AURORA -- University of Colorado student leaders plan to lobby the Democratic-controlled state Legislature this year for a bill that would cut tuition for undocumented students who grew up in Colorado but are charged non-resident rates.
Tyler Quick, chairman of the Intercampus Student Government and a student government executive from the Boulder campus, gave a report to the regents at a meeting Wednesday at the Anschutz Medical Campus.
He said students' legislative priorities this upcoming session will include increased funding for higher education and supporting a measure to bring tuition for Colorado's undocumented students closer in line with in-state rates.
Legislation that would have created a new tuition tier -- between current in-state and out-of-state rates -- for undocumented immigrants who have lived in the state for at least three years died in the state House last session when Republicans had a majority. In the general election this month, Democrats gained control of the chamber.
Quick said student leaders are "adamant" about the passage of the state legislation, known as ASSET.
Now, undocumented students -- even if they've grown up in Colorado and graduate from Colorado high schools -- pay out-of-state rates at CU. In-state tuition in the College of Arts and Sciences is $8,056, compared with $29,946 for incoming nonresident students.
Quick said CU is losing qualified -- but undocumented -- students to states like Kansas and Texas that offer lower rates for undocumented immigrants with ties to the United States.
"I think that's a bad business decision," he said.
He told the board it makes sense to continue investing in students who have gone through the public education system in Colorado.
The Republican-controlled Board of Regents last year supported ASSET in a 5-4 vote in which Republican Regent Tillie Bishop sided with the Democrats.
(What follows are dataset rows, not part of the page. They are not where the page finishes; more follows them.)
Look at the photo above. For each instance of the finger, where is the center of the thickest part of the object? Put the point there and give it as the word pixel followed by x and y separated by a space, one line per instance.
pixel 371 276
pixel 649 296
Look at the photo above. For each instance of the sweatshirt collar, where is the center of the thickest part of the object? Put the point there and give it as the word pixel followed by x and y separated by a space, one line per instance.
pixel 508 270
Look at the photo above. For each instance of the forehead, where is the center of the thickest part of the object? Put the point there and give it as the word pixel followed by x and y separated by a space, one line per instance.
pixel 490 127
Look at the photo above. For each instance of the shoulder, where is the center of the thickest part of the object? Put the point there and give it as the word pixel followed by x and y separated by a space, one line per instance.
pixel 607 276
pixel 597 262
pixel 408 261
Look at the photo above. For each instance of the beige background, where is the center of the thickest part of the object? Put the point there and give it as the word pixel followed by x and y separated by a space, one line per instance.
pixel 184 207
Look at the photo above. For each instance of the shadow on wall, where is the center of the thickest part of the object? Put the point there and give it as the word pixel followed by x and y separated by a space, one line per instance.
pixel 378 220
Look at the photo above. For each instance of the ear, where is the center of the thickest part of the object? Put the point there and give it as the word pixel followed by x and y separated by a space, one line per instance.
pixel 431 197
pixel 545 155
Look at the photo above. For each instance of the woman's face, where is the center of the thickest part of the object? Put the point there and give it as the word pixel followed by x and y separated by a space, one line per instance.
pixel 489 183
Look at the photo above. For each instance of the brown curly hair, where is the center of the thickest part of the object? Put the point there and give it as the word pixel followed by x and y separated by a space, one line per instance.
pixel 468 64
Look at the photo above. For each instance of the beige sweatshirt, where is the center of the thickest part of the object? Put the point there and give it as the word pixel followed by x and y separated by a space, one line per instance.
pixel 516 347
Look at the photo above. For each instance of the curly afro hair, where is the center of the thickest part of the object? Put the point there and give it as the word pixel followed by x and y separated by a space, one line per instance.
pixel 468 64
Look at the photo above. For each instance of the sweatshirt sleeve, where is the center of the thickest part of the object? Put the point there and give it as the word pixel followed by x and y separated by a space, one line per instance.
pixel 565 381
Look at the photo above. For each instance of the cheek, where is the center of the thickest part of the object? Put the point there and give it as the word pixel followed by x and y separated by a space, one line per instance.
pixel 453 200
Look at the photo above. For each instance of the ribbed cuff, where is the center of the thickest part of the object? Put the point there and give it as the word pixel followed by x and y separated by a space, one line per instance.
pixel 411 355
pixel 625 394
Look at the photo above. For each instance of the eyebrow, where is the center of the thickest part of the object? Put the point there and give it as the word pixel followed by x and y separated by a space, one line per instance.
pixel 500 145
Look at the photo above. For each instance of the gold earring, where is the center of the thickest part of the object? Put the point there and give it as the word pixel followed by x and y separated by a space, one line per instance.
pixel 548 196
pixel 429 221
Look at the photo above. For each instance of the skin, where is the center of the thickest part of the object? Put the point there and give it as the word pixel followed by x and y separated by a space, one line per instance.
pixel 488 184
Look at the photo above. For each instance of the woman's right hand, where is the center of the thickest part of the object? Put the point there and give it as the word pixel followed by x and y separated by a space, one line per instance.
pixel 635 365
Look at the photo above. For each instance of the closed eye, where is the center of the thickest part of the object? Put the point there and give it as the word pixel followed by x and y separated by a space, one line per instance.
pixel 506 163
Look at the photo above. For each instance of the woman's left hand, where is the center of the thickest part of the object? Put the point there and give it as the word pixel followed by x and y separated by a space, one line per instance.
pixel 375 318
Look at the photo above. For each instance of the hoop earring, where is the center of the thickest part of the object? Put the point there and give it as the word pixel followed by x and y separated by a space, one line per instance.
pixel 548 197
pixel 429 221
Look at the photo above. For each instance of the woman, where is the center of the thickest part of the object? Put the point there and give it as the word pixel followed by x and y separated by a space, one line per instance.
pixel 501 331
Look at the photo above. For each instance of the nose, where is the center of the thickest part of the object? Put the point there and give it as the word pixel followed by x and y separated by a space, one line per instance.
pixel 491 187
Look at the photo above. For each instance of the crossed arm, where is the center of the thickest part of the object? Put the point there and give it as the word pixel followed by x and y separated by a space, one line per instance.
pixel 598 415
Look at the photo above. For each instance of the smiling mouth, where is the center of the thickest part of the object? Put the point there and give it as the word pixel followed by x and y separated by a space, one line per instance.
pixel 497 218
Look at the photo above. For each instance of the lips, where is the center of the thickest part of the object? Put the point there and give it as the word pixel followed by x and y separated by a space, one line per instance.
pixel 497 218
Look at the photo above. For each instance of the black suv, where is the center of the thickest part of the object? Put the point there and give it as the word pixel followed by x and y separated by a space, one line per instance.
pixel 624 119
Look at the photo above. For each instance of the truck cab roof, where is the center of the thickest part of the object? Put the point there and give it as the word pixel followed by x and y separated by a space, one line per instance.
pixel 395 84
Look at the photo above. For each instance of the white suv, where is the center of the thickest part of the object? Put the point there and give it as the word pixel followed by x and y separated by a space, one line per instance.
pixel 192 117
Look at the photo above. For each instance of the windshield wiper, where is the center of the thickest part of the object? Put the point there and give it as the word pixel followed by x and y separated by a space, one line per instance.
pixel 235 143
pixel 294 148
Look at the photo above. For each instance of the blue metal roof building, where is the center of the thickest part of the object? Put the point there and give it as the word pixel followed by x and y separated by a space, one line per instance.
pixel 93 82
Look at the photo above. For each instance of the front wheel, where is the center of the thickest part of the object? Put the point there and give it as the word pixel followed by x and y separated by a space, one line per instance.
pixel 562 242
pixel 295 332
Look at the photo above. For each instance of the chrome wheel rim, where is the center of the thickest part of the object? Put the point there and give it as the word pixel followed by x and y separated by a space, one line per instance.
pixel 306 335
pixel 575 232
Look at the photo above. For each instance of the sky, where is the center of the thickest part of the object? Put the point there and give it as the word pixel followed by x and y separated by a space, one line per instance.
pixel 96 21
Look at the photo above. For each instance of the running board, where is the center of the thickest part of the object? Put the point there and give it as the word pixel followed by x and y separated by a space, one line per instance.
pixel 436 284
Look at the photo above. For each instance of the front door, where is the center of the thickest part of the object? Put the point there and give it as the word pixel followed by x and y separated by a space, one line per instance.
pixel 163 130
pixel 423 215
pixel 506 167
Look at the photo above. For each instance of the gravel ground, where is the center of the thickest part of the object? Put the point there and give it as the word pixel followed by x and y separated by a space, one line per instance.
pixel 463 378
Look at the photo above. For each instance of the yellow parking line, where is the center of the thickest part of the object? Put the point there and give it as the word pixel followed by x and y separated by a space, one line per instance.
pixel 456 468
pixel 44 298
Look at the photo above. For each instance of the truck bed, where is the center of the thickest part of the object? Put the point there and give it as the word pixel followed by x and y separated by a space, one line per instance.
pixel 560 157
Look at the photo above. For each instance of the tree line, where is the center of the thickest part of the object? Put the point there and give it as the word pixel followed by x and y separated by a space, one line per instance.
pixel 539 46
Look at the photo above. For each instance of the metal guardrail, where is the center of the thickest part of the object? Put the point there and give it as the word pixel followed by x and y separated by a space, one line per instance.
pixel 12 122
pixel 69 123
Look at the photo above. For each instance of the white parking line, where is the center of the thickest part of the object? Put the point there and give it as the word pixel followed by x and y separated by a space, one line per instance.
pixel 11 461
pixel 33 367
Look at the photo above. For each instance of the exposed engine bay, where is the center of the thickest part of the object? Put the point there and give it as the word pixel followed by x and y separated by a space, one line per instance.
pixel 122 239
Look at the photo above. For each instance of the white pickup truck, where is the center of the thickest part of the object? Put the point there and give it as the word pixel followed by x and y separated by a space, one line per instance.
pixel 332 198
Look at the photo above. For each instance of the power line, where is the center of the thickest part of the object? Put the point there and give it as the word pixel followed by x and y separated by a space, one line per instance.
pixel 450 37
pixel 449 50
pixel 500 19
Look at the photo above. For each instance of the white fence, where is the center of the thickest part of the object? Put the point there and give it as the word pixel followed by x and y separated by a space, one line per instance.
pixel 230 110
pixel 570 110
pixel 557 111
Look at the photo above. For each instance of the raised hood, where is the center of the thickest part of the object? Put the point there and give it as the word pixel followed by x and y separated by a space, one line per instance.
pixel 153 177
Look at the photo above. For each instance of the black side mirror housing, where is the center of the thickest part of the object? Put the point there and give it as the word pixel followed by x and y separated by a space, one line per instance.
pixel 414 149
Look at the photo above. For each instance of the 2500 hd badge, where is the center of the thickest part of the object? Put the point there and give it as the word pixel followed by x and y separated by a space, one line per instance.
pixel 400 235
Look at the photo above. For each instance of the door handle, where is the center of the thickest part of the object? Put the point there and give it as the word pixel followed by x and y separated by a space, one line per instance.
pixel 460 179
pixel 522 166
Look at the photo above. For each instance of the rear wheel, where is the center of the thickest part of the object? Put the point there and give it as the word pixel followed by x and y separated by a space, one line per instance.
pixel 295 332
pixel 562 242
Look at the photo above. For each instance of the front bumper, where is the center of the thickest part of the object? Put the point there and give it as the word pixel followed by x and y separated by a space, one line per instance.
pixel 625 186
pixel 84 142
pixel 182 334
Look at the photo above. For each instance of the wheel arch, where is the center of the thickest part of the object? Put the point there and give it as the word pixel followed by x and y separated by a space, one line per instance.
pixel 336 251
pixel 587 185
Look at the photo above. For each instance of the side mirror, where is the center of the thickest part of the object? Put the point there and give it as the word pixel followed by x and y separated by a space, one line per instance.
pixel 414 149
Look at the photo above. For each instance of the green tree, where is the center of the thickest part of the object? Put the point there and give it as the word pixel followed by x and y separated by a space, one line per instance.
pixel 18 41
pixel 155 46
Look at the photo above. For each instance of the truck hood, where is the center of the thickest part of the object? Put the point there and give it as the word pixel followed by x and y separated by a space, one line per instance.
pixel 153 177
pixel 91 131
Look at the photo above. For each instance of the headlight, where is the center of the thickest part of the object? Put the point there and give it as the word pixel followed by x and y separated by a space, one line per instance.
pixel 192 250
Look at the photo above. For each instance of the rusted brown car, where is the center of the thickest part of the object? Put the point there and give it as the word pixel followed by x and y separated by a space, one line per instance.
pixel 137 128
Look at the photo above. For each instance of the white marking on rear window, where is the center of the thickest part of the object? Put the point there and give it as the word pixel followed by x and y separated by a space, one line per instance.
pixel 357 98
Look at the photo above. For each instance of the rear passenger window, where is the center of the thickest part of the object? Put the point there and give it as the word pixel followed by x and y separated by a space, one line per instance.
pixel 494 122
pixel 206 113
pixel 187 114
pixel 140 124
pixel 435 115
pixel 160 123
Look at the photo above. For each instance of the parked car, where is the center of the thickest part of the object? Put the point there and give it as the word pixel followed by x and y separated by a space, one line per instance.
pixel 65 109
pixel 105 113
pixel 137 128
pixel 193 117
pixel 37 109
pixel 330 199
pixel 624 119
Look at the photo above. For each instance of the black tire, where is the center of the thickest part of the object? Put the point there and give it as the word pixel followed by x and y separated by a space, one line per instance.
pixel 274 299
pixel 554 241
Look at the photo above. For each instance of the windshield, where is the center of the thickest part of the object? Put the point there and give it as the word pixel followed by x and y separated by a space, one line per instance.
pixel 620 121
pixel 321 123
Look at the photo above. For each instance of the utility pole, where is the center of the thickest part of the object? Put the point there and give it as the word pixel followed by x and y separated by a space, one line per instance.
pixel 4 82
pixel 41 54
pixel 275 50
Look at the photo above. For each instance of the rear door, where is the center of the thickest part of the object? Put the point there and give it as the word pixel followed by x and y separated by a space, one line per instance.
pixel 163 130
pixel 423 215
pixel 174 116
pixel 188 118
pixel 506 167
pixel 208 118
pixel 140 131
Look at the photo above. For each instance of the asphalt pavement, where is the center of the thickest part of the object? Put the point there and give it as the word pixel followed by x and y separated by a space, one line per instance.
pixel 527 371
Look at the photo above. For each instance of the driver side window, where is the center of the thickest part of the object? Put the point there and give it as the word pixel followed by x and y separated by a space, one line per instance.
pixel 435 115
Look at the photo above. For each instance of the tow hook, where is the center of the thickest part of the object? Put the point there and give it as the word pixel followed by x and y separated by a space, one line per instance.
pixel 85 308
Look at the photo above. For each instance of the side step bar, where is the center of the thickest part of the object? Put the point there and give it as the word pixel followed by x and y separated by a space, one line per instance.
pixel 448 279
Bishop will be replaced this winter by regent-elect Glen Gallegos, a Grand Junction Republican.
Regent Joe Neguse, a Boulder Democrat who has been a vocal supporter of the legislation, said in an interview that he plans to support the Legislature this year with its efforts to make tuition more affordable for Colorado's undocumented students.
At Wednesday's meeting, Bishop asked about what CU student government leaders plan to do in light of the passage of Amendment 64, which legalizes marijuana for those 21 and older.
Quick responded: "We'd like some revenue from marijuana legalization to go toward higher education."
The regents previously passed a resolution in opposition of Amendment 64.
During his report, Quick told the board that voter turnout on the Boulder campus skyrocketed to 92.5 percent in this month's general election, making it one of the most politically engaged campuses in the country.
Nationally, voter turnout on college campuses hovered closer to 50 percent, he said.